In data we trust: X-ray diffraction experiments for charge density investigations

Regine Herbst-Irmer

Investigations into charge density focus on deviations from spherical valence density to describe the bonding situation in a specific structure. The Hansen & Coppens (1978) multipole model can be used to describe this aspherity, because this model partitions the electron density in the core, the spherical valence density and the aspherical valence density. This model needs more parameters compared to the independent atom model which uses just spherical atomic form factors. The deviations from spherity are very small compared to the electron density from the core. Therefore, excellent high-resolution data are necessary. The information about the valence density is mainly contained in the low-order data, while high-resolution data are needed to deconvolute aspherical atomic electron density from thermal vibrations. The data need to be of very good quality along the whole resolution range, and especially the low-order data need to be collected with high accuracy.

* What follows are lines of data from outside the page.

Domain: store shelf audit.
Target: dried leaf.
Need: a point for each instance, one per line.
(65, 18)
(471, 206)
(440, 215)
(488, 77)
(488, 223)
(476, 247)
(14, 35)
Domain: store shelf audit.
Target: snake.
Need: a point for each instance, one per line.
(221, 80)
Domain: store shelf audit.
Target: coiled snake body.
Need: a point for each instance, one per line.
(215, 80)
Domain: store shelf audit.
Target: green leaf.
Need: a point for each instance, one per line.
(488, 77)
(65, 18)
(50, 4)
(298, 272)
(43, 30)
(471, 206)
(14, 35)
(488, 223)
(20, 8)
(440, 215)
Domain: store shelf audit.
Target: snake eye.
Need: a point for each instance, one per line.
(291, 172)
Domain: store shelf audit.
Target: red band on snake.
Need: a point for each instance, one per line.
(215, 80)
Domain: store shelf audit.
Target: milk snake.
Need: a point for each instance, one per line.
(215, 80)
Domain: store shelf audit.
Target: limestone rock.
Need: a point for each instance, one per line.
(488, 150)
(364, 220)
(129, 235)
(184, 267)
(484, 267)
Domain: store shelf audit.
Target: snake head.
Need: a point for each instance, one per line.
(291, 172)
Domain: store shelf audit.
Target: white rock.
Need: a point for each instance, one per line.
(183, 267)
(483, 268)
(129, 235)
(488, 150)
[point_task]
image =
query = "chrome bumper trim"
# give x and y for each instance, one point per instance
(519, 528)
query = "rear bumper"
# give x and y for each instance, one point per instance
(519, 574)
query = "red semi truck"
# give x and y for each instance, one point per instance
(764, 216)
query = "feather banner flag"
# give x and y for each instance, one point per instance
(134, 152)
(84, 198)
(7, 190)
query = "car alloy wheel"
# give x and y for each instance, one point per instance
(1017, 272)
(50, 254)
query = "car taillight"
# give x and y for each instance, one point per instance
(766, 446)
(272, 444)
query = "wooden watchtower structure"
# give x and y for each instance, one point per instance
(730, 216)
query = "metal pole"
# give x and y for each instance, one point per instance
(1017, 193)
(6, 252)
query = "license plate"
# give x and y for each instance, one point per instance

In recent decades, there have been numerous new developments in the fields of sources and detectors. In terms of detectors, technology has progressed from point detectors to CCD and nowadays energy-discriminating pixel detectors, which greatly reduced the data collection time and which foster spectral purity. The development in sources from sealed tubes to microsources, rotating anodes, MetalJet to synchrotrons radiation supplies more and more beam intensity. There is a strong tradition to examine which of these new developments really provide better data for charge density investigations, e.g. Martin & Pinkerton (1998), Coppens et al. (2005), Jørgensen et al. (2014), Wolf et al. (2015), Graw et al. (2023), Ruth et al. (2023). Higher resolution is not enough, excellent low-order data are also needed, and the question is which combination of hardware leads to reliable statements about the bonding situation in a particular compound.

This tradition continues with the paper of Vosegaard et al. (2023). The authors compare data collected at 100 K from new in-house diffractometers, a Rigaku Synergy-S (Mo and Ag source, HyPix100 detector) and a Stoe Stadivari (Mo source, EIGER2 1M CdTe detector) and an older Oxford Diffraction Supernova (Mo source, Atlas CCD detector) to an investigation with excellent synchrotron data collected at 25 K and λ = 0.248 Å at the BL02B1 beamline at SPring-8 (Vosegaard et al., 2022). As the test structure, melamine was selected.

First, the authors investigate the data quality by comparing figures of merit such as Rint and I/σ. Of course, the SPring-8 data win concerning the highest possible resolution and lowest collection time. However, considering the variation of Rint and I/σ over the whole resolution range, the modern diffractometer Synergy-S and Stadivari can keep up to circa 0.9 Å-1, while the older Supernova delivers noisier data. This is probably due to the virtually noise-free pixel detectors compared to the older CCD technology. However, all data, even from the Supernova, could be used to a resolution up to at least 1.17 Å-1.

The derived unit-cell parameters of the four datasets at 100 K differ only a little – with a small feature that the differences between the values derived from the Synergy Mo and Ag as well as those from the Supernova and the Stadivari are smaller than the differences between these two groups.

For the refinements (Volkov et al., 2006), an I < 3σ intensity cutoff was used, leading to a very different amount of used data in the five datasets. Although the data to parameter ratio is larger than 10 in all refinements, I wonder if, especially for the Supernova dataset, overfitting could be excluded (Krause et al., 2017), which the authors had tested for the SPring-8 data but not for the new datasets. All five datasets deliver low R factors (≤ 3.4% for Supernova and < 1.7% for the other datasets) and min/max residuals (≤ ±0.25 e Å-3 for Supernova and < ±0.15 for the other datasets), DRK plots with the value 1±5% across the whole resolution range (Zavodnik et al., 1999; Zhurov et al., 2008), and Henn–Meindl plots (Meindl & Henn, 2008) with virtually no features.

Ueq values for the heavy atoms agree well, while the values for hydrogen atoms derived from Hirshfeld atom refinement (Capelli et al., 2014; Fugel et al., 2018; Kleemiss et al., 2021) from the Supernova data deviate significantly from those of the other three datasets.

The derived multipole parameters show the same trend for all five datasets, although the differences for the carbon atom parameters are significant. The derived monopole population even spread between 4 and 4.5 e, indicating slightly negatively charged carbon atoms. However, the Bader charges are more sensible with slightly positively charged carbon with a small spread of 0.2 e and negatively charged nitrogen atoms. In addition, the topological values ρBCP and ∇2ρBCP are in good agreement except for the Supernova data, where the bond critical point of one weak π–π interaction could not be found.

Overall, it was found that even with conventional diffractometers and good quality crystals of small organic molecules reliable electron densities can be achieved with the multipole model. However, the better the data the more features can be seen: only for the excellent SPring-8 data set hydrogen κ values could be refined, while weak interactions could not be found with the weakest Supernova data.